Sir, I refer to your “Misbehaving banks must have their day in court” April 21

In November 1999 in an Op-Ed I wrote: “Currently market forces favors the larger the entity is, be it banks, law firms, auditing firms, brokers, etc. Perhaps one of the things that the authorities could do, in order to diversify risks, is to create a tax on size.”

And in May 2003, in a workshop for regulators at the World Bank, while Basel II was being discussed, I opined: “A regulation that regulates less, but is more active and trigger-happy, and treats a bank failure as something normal, as it should be, could be a much more effective regulation. The avoidance of a crisis, by any means, might strangely lead us to the one and only bank, therefore setting us up for the mother of all moral hazards—just to proceed later to the mother of all bank crises. Knowing that “the larger they are, the harder they fall,” if I were regulator, I would be thinking about a progressive tax on size.

And so I guess I have been on the forefront of fighting the TBTF banks.
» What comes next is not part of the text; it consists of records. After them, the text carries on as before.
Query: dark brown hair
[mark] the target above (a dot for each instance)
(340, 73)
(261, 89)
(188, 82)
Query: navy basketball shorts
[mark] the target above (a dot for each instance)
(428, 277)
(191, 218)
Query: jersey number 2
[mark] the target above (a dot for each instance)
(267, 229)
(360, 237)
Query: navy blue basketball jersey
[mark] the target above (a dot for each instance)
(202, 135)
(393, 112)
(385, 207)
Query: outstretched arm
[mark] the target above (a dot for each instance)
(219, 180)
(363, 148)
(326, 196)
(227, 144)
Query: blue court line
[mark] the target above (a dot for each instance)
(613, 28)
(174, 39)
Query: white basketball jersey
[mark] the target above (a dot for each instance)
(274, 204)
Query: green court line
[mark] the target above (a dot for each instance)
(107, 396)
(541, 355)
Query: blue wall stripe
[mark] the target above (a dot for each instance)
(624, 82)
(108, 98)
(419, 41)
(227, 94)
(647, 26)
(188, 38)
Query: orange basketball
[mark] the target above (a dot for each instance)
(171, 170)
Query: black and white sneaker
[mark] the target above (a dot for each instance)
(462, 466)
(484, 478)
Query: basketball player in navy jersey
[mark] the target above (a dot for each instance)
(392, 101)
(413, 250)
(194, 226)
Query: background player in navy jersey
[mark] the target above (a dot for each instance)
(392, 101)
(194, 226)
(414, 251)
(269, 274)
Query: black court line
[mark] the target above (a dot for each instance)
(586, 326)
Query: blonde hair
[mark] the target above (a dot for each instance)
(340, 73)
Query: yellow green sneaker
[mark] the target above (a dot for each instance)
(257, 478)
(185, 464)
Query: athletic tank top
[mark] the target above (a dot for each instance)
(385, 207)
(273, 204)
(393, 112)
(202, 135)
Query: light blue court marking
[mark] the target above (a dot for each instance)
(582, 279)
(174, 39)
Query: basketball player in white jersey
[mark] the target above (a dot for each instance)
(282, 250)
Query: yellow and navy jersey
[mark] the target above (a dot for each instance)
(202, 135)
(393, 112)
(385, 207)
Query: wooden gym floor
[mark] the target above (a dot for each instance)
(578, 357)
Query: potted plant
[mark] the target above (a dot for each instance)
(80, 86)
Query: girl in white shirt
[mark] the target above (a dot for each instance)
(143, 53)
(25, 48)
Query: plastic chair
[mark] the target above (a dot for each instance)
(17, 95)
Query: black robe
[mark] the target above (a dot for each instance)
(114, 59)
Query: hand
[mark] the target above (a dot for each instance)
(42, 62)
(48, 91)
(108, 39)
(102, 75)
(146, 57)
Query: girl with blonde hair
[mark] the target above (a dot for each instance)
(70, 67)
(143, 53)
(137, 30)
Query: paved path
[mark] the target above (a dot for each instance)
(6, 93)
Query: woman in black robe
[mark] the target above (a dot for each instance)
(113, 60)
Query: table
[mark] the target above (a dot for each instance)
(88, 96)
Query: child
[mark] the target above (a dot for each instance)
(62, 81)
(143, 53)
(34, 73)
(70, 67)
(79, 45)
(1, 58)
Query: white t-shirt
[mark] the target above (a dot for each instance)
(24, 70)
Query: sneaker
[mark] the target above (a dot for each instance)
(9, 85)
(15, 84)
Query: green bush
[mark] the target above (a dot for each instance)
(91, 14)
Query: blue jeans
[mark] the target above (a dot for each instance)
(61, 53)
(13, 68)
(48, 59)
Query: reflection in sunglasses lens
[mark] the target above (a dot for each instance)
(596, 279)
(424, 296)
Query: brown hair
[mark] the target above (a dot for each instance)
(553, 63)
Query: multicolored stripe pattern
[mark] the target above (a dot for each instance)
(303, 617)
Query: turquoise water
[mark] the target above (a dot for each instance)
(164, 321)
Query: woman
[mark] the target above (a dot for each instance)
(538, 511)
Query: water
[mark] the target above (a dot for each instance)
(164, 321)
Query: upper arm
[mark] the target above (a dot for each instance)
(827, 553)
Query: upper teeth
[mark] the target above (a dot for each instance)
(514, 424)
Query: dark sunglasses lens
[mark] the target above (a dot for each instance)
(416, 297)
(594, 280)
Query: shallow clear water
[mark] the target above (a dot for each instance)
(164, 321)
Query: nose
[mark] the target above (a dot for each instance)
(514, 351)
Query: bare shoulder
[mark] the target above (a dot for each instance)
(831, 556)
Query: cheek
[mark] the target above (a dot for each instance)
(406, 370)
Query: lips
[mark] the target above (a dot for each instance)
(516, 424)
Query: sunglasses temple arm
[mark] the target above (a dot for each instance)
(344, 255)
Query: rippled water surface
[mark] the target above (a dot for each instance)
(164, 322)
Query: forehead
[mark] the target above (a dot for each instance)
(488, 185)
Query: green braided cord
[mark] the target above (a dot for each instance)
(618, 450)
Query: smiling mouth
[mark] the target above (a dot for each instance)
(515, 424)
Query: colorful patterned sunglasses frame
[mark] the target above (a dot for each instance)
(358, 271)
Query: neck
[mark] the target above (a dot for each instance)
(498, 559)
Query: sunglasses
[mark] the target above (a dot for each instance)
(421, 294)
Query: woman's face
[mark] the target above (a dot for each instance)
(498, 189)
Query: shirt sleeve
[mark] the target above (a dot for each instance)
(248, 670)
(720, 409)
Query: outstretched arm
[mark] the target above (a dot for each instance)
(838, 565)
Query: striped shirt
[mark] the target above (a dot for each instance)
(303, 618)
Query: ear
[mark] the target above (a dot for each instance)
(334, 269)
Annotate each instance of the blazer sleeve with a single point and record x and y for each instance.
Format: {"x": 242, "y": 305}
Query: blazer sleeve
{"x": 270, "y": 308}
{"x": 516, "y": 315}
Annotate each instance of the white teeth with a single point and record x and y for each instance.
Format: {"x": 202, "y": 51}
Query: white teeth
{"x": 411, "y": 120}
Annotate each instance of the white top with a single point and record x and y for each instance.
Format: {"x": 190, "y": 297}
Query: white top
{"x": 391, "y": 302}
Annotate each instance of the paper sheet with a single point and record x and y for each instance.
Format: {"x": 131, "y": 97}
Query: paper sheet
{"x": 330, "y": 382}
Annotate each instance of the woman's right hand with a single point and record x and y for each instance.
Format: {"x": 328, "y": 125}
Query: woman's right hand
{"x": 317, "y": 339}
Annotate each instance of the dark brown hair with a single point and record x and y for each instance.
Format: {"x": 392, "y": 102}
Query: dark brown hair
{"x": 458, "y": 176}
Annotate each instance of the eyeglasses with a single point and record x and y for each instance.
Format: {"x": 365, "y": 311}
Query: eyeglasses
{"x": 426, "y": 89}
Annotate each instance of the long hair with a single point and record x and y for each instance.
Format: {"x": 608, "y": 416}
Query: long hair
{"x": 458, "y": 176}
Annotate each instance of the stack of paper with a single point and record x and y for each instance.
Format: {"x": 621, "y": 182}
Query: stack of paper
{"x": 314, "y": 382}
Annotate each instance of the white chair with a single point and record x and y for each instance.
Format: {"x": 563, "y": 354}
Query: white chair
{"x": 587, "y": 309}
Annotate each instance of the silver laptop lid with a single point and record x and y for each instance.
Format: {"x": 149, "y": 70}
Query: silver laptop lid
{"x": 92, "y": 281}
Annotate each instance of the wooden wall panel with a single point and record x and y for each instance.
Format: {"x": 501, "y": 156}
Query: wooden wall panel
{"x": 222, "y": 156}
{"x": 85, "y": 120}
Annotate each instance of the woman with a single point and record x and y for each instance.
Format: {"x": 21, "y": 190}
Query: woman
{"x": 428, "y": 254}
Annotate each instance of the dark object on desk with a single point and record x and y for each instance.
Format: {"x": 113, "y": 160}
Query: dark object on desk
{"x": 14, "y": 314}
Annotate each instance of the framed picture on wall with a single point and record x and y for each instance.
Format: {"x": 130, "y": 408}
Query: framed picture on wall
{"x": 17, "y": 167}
But, during that fight I have become convinced that the most important tool would be to take away from the banks that bowl of growth hormones that minimum equity requirement against assets perceived as safe signify.

And, talking about “a day in court”, I would also haul regulators in front of a judge in order to ask them: “Who gave you the right to discriminate against those perceived as risky, those who, precisely because of that perception, are already naturally discriminated against by banks?